As they wait for their ships to come in, they decide to live together, both agreeing the arrangement is a temporary thing — they don’t want to give up their dreams. As the fates test each of them in their desires, the play becomes a fascinating character study.
The first six scenes of act one feature only the two players, and such intimacy and intensity requires much from the actors, especially a show of vulnerability beneath their hard edges and lack of empathy. Sclar and Scribner admirably display the extremes, but the transitions sometimes seem a jump. A necessary chemistry is absent.
Or so it appeared on opening night, until the actors found a connection with each other, at which point the play soared. Opening night jitters may have been at work and overcome. They also had to surmount the images a few people may have of Elizabeth Taylor and Warren Beatty in the roles from the 1970 film directed by George Stevens.

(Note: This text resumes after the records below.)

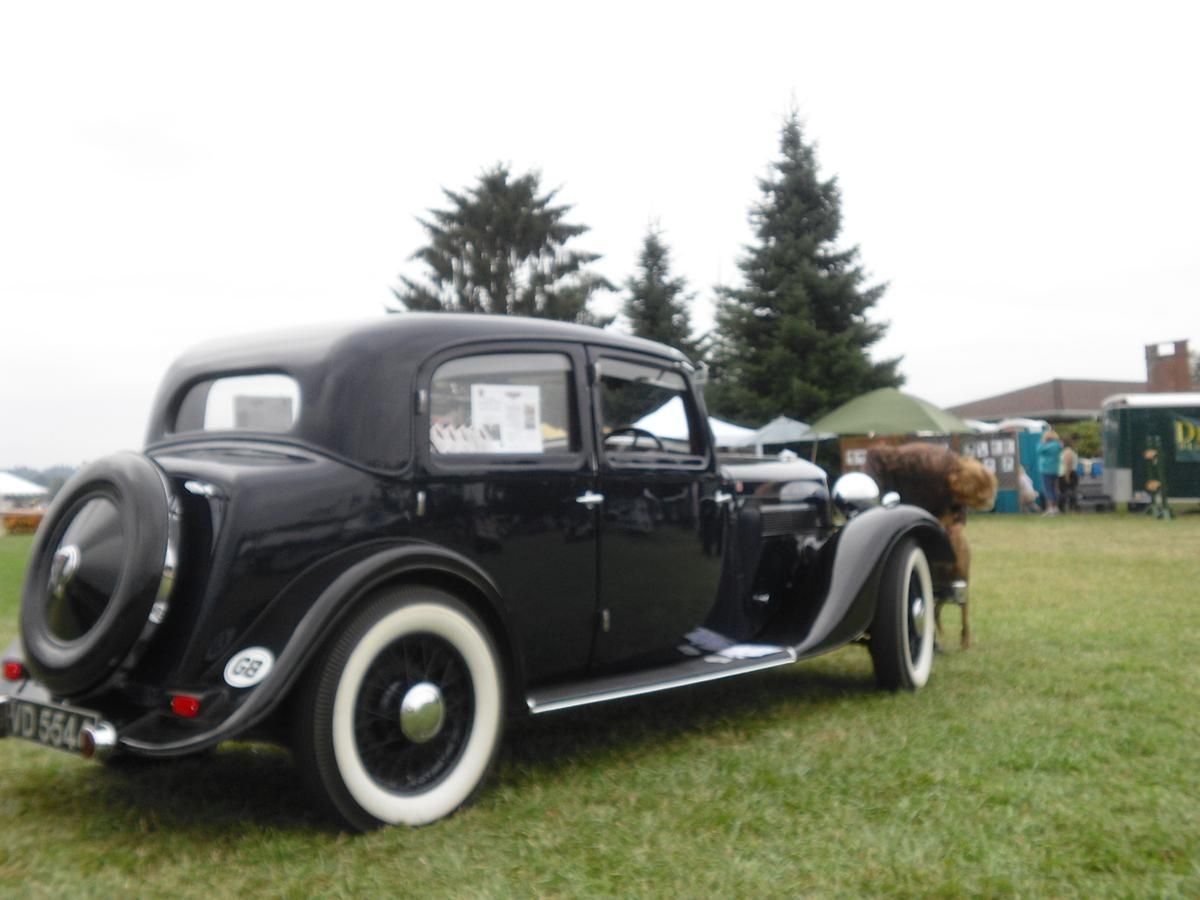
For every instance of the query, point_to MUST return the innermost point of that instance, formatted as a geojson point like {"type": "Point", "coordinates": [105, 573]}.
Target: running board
{"type": "Point", "coordinates": [732, 660]}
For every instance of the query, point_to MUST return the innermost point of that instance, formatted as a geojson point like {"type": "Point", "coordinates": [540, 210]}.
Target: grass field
{"type": "Point", "coordinates": [1057, 757]}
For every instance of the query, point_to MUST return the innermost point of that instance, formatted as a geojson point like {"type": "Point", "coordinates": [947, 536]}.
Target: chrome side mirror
{"type": "Point", "coordinates": [853, 492]}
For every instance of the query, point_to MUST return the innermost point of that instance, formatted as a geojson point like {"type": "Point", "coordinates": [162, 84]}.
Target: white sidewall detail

Shawn Michaels in his single scene is quite believable as the older rich lover who, after making a supreme sacrifice, knows when to cut his losses.
Director Audrey Marlyn Singer gives movement and motivation to her actors, creating in the characters a sense of false hope that the glitz and neon of the city, somewhere beyond Fran’s apartment, help reinforce.
Dave Dunning’s elaborate set design underscores Fran’s situation of a state of permanent temporariness. The light design by John J. Grant and sound design by Jerry Sider add to the whole group’s professionalism.